I'm not sure the background has any effect, but you could easily test that--
change it to black for a few days and see what happens.  What I suspect is
the case, is that the software (or firmware) that runs the mouse has a 
much higher duty-cycle at your machine, whether it's the BIOS, the
video card,  or Linux, I couldn't venture an opinion.  If you could 
temporarily set up Linux on your brother's laptop (the same version you use) 

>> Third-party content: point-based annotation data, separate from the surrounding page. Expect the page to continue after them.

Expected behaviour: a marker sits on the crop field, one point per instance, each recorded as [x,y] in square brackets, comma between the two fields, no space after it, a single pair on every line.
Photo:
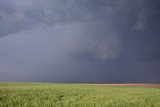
[76,95]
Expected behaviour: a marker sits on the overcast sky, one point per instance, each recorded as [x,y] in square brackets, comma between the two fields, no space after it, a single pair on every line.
[80,40]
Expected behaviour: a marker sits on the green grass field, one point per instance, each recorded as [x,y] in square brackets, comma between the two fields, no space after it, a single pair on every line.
[76,95]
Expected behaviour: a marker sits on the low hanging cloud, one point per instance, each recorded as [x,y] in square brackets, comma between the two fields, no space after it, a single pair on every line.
[60,39]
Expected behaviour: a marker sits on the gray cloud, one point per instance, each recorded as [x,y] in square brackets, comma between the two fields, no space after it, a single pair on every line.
[66,40]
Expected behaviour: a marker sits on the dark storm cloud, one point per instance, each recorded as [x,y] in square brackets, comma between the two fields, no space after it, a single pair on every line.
[80,40]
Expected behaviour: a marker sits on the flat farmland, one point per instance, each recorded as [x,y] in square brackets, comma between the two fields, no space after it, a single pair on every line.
[23,94]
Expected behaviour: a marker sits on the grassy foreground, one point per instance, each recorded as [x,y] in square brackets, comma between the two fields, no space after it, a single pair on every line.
[76,95]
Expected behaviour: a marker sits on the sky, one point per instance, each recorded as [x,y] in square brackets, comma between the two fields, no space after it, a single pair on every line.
[80,41]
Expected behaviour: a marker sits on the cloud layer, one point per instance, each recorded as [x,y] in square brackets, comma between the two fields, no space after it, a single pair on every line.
[66,40]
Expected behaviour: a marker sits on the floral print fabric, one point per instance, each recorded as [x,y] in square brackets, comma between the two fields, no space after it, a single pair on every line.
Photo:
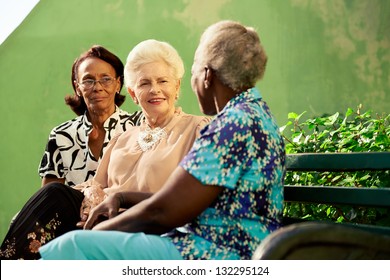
[242,151]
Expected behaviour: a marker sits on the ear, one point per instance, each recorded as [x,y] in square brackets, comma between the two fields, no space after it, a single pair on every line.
[132,94]
[77,87]
[118,85]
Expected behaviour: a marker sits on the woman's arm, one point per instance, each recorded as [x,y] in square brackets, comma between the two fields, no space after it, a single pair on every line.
[179,201]
[47,180]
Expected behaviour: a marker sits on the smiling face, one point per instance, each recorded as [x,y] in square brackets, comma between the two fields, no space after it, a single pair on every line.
[99,98]
[156,92]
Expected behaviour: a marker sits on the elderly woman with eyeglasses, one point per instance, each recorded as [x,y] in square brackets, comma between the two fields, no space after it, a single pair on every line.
[138,160]
[75,146]
[228,189]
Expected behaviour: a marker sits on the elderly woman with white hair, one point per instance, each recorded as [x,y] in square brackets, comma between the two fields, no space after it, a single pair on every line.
[228,189]
[139,160]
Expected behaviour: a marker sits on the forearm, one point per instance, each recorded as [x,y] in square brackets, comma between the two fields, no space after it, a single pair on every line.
[129,199]
[136,219]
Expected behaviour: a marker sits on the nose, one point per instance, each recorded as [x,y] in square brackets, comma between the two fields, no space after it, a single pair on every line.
[97,85]
[155,88]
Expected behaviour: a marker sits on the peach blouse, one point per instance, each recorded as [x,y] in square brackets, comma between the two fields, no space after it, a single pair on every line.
[126,167]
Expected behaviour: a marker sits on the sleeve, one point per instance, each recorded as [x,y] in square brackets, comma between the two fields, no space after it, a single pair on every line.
[220,154]
[101,175]
[51,164]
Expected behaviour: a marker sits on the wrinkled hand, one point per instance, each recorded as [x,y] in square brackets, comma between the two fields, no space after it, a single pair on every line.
[93,196]
[108,209]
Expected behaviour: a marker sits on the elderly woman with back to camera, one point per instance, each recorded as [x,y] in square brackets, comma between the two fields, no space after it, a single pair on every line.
[75,146]
[229,187]
[138,160]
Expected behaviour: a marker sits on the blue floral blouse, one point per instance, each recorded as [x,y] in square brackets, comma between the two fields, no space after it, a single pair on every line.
[242,151]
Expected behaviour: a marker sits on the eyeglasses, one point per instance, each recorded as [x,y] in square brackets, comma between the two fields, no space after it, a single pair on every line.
[90,83]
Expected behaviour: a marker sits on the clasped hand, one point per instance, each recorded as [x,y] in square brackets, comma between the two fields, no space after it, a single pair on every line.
[107,209]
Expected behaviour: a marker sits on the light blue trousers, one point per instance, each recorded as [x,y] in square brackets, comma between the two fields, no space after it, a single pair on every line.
[109,245]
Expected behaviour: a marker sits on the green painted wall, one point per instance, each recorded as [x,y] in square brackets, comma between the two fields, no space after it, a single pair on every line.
[324,56]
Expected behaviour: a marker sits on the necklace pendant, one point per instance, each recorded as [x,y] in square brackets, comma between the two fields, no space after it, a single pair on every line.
[148,138]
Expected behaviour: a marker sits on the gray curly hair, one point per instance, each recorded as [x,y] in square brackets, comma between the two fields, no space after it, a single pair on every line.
[149,51]
[234,52]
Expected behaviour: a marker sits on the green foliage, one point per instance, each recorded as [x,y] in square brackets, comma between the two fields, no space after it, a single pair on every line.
[356,131]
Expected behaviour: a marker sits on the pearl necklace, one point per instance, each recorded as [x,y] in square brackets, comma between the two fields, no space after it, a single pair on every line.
[149,137]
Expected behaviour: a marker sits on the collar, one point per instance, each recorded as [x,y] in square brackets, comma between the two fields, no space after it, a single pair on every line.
[88,125]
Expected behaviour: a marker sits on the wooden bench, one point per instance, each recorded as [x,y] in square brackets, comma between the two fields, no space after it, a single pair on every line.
[299,239]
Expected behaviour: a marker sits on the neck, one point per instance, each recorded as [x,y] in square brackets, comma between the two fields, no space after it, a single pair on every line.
[158,121]
[97,118]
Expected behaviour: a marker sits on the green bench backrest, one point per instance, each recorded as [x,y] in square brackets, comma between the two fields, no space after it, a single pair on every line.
[335,194]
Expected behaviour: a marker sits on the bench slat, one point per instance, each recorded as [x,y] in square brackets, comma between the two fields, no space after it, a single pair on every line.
[338,161]
[338,195]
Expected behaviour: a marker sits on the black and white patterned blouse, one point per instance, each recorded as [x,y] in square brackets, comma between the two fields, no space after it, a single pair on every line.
[67,153]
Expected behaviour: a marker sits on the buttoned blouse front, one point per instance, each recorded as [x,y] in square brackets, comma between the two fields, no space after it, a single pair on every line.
[126,167]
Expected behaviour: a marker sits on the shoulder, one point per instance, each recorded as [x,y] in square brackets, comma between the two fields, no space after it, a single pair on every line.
[194,119]
[68,125]
[135,117]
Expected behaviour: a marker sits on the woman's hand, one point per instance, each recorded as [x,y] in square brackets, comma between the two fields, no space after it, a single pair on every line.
[93,196]
[108,209]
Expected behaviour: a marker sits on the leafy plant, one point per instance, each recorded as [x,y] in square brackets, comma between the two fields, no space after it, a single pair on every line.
[356,131]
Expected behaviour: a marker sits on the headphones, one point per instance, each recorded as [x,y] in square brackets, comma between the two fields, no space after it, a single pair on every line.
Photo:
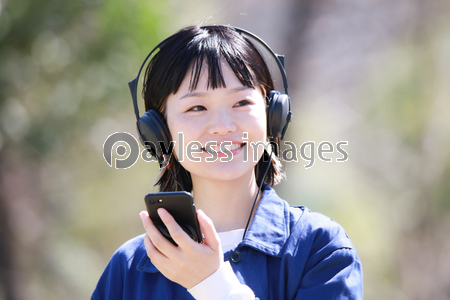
[152,128]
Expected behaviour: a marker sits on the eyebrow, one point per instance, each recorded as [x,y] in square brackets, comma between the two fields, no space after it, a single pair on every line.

and then test, you could determine. if it's hardware or Linux. If it turns 
out to be hardware, you should alert the manufacturers of your machine and
its video card.  (And the mouse!) They will certainly want to know, since most
of their customers are using Windows, where the problem will also exist.  If 
it turns out the other way--Linux--you should file a bug report.